Yes, she acknowledged internally, not fighting the feeling but naming it. My plan is arrogant. My trust is limited. I am risking everything by standing alone. I must stay connected to Claude. He is my cornerstone.

The crushing pressure eased, replaced by a clarity of thought so sharp it was almost painful. This was the alignment. The internal concession that her singular, isolated methodology was a weakness. She didn't have to believe in the Ascendancy, but she did have to commit to its shared framework. She was making a tactical decision to trade her lone-wolf approach for the power of a collective, even if that collective was her target. This was true self-reflection: recognizing a flaw in her strategy and demonstrating a willingness to change course.

Nora lifted her chin, her eyes still locked on the water, when suddenly, the surface of the water ceased to be a reflection of the ceiling. There were ripples flowing across the water, morphing her reflection in their waves. "I see it,” she whispered, her voice rough. "The solitude. I relied on it to survive, but it is now the very thing that will destroy my purpose.”

Seraphis stepped back into Nora's line of sight, her expression unreadable. She hadn't moved a muscle, yet the air shifted, the resonant drone of her voice stopping abruptly.

"And what will you do with this revelation, Seeker Nora?" Seraphis asked. "The doubt is acknowledged. How will the spark you carry ignite the path forward?"

Nora pushed herself up to a standing position, feeling the familiar, quiet hum of her channeled strength settle into a steadier rhythm. She looked at Seraphis, then past her to the singular, brilliant flame.

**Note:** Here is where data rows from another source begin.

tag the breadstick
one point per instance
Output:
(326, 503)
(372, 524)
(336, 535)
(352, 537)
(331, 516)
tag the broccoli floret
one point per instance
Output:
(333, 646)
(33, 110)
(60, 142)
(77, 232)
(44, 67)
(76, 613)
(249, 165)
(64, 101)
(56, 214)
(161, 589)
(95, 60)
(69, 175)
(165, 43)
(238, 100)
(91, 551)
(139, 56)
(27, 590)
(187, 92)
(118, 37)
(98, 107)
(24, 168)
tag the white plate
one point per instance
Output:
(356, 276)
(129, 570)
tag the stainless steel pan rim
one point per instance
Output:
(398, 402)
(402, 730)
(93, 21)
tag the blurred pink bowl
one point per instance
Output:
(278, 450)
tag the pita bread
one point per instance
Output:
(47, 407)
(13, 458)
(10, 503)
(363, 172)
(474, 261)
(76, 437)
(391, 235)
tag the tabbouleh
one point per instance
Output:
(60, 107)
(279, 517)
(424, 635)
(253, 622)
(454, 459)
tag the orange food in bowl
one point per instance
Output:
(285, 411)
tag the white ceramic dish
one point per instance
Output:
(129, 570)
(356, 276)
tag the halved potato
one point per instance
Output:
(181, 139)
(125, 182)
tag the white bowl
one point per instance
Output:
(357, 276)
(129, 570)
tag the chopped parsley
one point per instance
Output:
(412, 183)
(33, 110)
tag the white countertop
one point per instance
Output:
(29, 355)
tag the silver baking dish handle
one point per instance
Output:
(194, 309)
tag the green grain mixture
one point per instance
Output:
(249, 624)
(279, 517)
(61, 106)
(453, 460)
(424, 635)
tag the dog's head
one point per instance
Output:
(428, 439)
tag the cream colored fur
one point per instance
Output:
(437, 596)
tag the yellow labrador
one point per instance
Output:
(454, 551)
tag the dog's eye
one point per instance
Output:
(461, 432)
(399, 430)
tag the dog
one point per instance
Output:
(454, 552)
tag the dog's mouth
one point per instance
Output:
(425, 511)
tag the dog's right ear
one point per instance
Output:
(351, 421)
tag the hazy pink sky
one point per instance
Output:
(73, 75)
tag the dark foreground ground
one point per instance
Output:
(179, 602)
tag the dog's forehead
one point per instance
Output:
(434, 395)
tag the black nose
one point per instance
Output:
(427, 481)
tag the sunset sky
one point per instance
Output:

"I will commit to the path of the Ember,” Nora stated, her voice firm and ringing in the small space. The ripples continued to billow, though Nora wasn’t sure what disturbed the water. She continued to speak. “I will use this framework of shared strength. This 'connection' to temper my own fire. I will allow the light of the collective to illuminate the shadows I cannot see on my own.”

She was fully committed to the role. The lie was now solid, integrated, and layered on a foundation of recognized truth. Seraphis gave a slow, deliberate nod. "Then the ceremony is complete, Nora Saint-Clair."

She approached the pedestal with the flame, picking up a smaller, brass lantern with a thin wick inside. With a practiced, reverent movement, she dipped the wick into the main flame and pulled it out. The small lamp now carried a small, bright orange spark.

"You are no longer a Seeker, seeking only to find a path," Seraphis declared, the light of the small flame reflecting in her eyes. "You are an Ember. Carry this spark. Nurture it in the silence. Share its warmth with your brothers and sisters. Your path is now one of active illumination."

She presented the lantern to Nora, who upon accepting it the ripples in the water ceased moving, and the warmth of the water’s resonance now seemed to dissipate, but Nora wasn’t cold. She focused on the tiny flame inside the lantern like a fragile, intense concentration of her own focused intent. Nora took it, the moment anchoring her to the present, the light a physical reminder of the commitment she had just sealed.

"Welcome to the first step of the path toward Ascension, Ember Nora," Seraphis said, the smile returning, this time with a hint of genuine respect. "Now, we begin the real work."